Resuscitation outside of hospital of victims of cardiac arrest is a major challenge to our emergency care system. Most cities in Canada do not have a mobile advanced life support service; instead they rely on basic life support outside of hospital. The outcome in such cases and the factors affecting the outcome are largely unknown. Thus, it is difficult to estimate the lifesaving potential of adding advanced life support to the existing measures available for care outside of hospital.A prospective study of all resuscitation attempts begun outside of hospital was conducted during 18 consecutive months in 1977-78 in Winnipeg; at that time only basic life support was available outside of hospital. Resuscitation was attempted 849 times, and 33 patients (4%) survived to be discharged from hospital. Data analysis revealed that: (a) none of the 58% of patients in asystole at the time of arrival at a hospital survived to be discharged, but 11% of the patients with ventricular fibrillation or tachycardia (27% of the entire group) survived; (b) the survival rate was lower when the interval from the emergency telephone call to the patient's arrival at the hospital exceeded 10 minutes; and (c) basic life support was begun immediately in 29% of the patients with ventricular fibrillation or tachycardia, and increased the survival rate fivefold.The training of private citizens in basic life support is a vital component of total emergency cardiac care.
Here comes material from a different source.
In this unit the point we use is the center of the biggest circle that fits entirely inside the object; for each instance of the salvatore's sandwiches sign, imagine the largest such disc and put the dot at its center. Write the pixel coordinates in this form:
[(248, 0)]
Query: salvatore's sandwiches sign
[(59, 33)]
A mobile advanced life support service will be effective in saving lives if it reduces the delay before definitive care is instituted, preferably to less than 10 minutes.
院外心脏骤停患者的复苏是我们急救系统面临的一项重大挑战。加拿大的大多数城市没有移动高级生命支持服务;相反,它们依赖院外基本生命支持。此类病例的结果以及影响结果的因素在很大程度上尚不清楚。因此,很难估计在现有的院外护理措施中增加高级生命支持的救生潜力。1977 - 1978年,在温尼伯连续18个月对所有院外开始的复苏尝试进行了一项前瞻性研究;当时院外只有基本生命支持。共尝试了849次复苏,33名患者(4%)存活并出院。数据分析显示:(a)到达医院时处于心搏停止状态的患者中,58%无一人存活出院,但心室颤动或心动过速患者中有11%(占整个组的27%)存活;(b)从紧急电话呼叫到患者到达医院的间隔超过10分钟时,存活率较低;(c)29%的心室颤动或心动过速患者立即开始了基本生命支持,存活率提高了五倍。对普通民众进行基本生命支持培训是全面紧急心脏护理的重要组成部分。如果移动高级生命支持服务能减少开始确定性治疗前的延迟,最好缩短至不到10分钟,那么它将有效地挽救生命。